E ao som das inúbias,
ao som do boré,
na taba ou na brenha,
deitado ou de pé,
no macho ou na fêmea
da noite ou de dia,
fodendo se via
o velho pajé!

…..

E, na sátira ao indianismo, o índio vira sátiro.

Vassoura terrível
dos cus indianos
por anos e anos
fodendo passou,
levando de rojo
donzelas e putas,
no seio das grutas
fodendo acabou!
E com sua morte
milhares de gretas
fazendo punhetas
saudosas deixou…

José Veríssimo declarou que a metrificação de Bernardo é em geral mais rica, mais correta e mais variada que a de outros românticos. E completa dizendo que a forma é também mais clássica, mais simples, mais calma e mais fria. Sintam a calma do próximo trecho.
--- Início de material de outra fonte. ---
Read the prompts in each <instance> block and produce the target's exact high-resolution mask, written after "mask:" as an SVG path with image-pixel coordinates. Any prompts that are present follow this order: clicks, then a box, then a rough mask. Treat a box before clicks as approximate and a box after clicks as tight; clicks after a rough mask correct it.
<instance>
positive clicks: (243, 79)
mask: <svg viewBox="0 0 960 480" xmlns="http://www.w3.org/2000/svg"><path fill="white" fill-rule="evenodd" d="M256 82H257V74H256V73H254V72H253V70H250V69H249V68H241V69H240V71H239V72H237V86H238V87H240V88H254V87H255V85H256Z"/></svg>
Feliz caralho meu, exulta, exulta!
Tu que aos conos fizeste guerra viva,
e nas guerras de amor criaste calos,
eleva a fronte altiva;
em triunfo sacode hoje os badalos;
alimpa esse bolor, lava essa cara,
que a Deusa dos amores,
já pródiga em favores
hoje novos triunfos de prepara,
graças ao santo elixir
que herdei do pajé bandalho,
vai hoje ficar em pé
o meu cansado caralho!

Só em Oswald de Andrade (O Santeiro do Mangue) e Gregório de Matos, encontra-se algo próximo a esta grossa prosa de palavrões, erotismo satírico e escatológico, tramada em tão inventiva poesia antipoética.
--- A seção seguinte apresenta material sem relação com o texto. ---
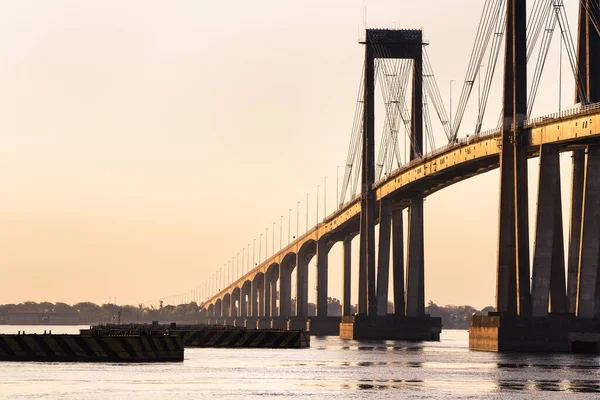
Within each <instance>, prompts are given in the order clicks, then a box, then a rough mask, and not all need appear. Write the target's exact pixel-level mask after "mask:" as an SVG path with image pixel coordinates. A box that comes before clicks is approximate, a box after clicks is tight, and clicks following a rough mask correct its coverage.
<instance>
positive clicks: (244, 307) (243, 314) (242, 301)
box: [240, 286, 248, 317]
mask: <svg viewBox="0 0 600 400" xmlns="http://www.w3.org/2000/svg"><path fill="white" fill-rule="evenodd" d="M247 292H248V291H247V290H244V286H242V288H241V290H240V317H247V316H248V302H247V301H246V296H247V295H248V293H247Z"/></svg>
Vinde, ó putas e donzelas,
vinde a mim abrir as vossas pernas
ao meu tremendo marzapo,
que a todas, feias ou belas,
com caralhadas eternas
porei as cricas em trapo…
Graças ao santo elixir
que herdei do pajé bandalho,
vai hoje ficar em pé
o meu cansado caralho!

…..

Sem mais interrupções, deixo vocês com o final da epopeia.

Este elixir milagroso,
o maior mimo da terra,
em uma só gota encerra
quinze dias de tesão…
Do macróbio centenário
ao esquecido marzapo,
que já mole como um trapo,
nas pernas balança em vão,
dá tal força e valentia
que só com uma estocada
pôe a porta escancarada
do mais rebelde cabaço,
e pode um cento de fêmeas
foder de fio a pavio,
sem nunca sentir cansaço…

Desculpa, tive que interromper novamente. Quinze dias de tesão? O Cialis dá umas 6 horas, o Viagra menos!

Eu te adoro, água divina,
santo elixir da tesão,
eu te dou meu coração,
eu te entrego minha porra!
Faze que ela, sempre tesa,
e em tesão sempre crescendo,
sem cessar viva fodendo,
até que fodendo morra!

Sim, faze que este caralho,
por sua santa influência,
a todos vença em potência,
e, com gloriosos abonos,
seja logo proclamado
vencedor de cem mil conos…
E seja em todas as rodas
d`hoje em diante respeitado
como herói de cem mil fodas,
por seus heróicos trabalhos,
eleito – rei dos caralhos!

Os fragmentos do Elixir aqui publicados foram copiados do livro “Poesia Erótica e Satírica” de Bernardo Guimarães (Imago, 1992). Esta edição tem organização e prefácio de Duda Machado, do qual roubei algumas interrupções que fiz ao clássico Elixir.